Re: [dev] [sbase][RFC] Add a simplistic version of tr

From: Silvan Jegen <s.jegen_AT_gmail.com>
Date: Sat, 30 Nov 2013 12:15:13 +0100

On Thu, Nov 28, 2013 at 01:24:40PM -0500, Strake wrote:
> [..]
>
> > UTF-32 is an encoding that is identical to the unicode point as far as
> > I know. So what I am thinking is that one would either use the UTF-8
> > representation of the Unicode point as an index, or the unicode point
> > itself. Since using UTF-8 would not require any conversion (on UTF-8
> > locales) I think it would be preferrable.
>
> UTF-8 has variable width, so one must find the length of the sequence
> anyhow and shift it bytewise into an integer, so one may as well just
> use fgetwc or the like and work with codepoints.

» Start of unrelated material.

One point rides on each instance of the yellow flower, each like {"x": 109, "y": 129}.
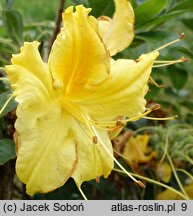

You are right about the variable width.

According to the standard, UTF-8 has a maximum length of 4 bytes which
would fit into a int on most (all?) platforms so shifting would not be
necessary, I think.

I am not too familiar with C but wouldn't it theoretically be possible
to figure out the length of a UTF-8 sequence, cast only the sequence to
an int and use it to map into a sparse array of wchar_t/uint32_t's?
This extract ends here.